Malaysia's iflix raises over $90m for video-streaming expansion
Southeast Asian rival to Netflix sets sights on Africa, Mideast
WATARU SUZUKI, Nikkei staff writer
JAKARTA — Malaysia-based video-streaming company iflix said Tuesday that it has raised more than $90 million in a funding round to accelerate its expansion beyond its core Southeast Asian markets.
Participants included international cable company Liberty Global, Kuwait-based telecommunications operator Zain, and such existing shareholders as U.K. media company Sky.
Launched in May 2015, iflix runs an on-demand streaming service similar to Netflix but with content and payment options tailored for emerging markets, many of which have strict censorship rules and low credit card penetration compared with developed countries. It partners with local telecom operators to bundle subscription fees with their mobile data plans, for example.
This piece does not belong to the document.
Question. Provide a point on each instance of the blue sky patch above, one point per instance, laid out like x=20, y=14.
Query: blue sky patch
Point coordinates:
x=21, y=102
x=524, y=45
The fresh funding will be deployed to expand the service, now available in nine Southeast Asian countries and Pakistan, into the Middle East and Africa. The company aims to tap the “more than 2.5 billion people with smartphones in emerging markets who have a passion for cultural influences from around the globe and want access to the best entertainment content available easily and reliably,” co-founder and CEO Mark Britt said in a news release. The company does not disclose its subscriber count.
The rapid growth of smartphone penetration has led to a flood of foreign and local online content providers entering such emerging markets as Southeast Asia. Netflix rolled out services to more than new 130 countries last year, and the Spotify music-streaming service has been entering such Asian countries as Indonesia.
At the same time, a lack of internet infrastructure and lower income levels are a challenge for subscription-based services in many emerging markets. In Indonesia, iflix’s monthly subscription fee is less than half of Netflix’s.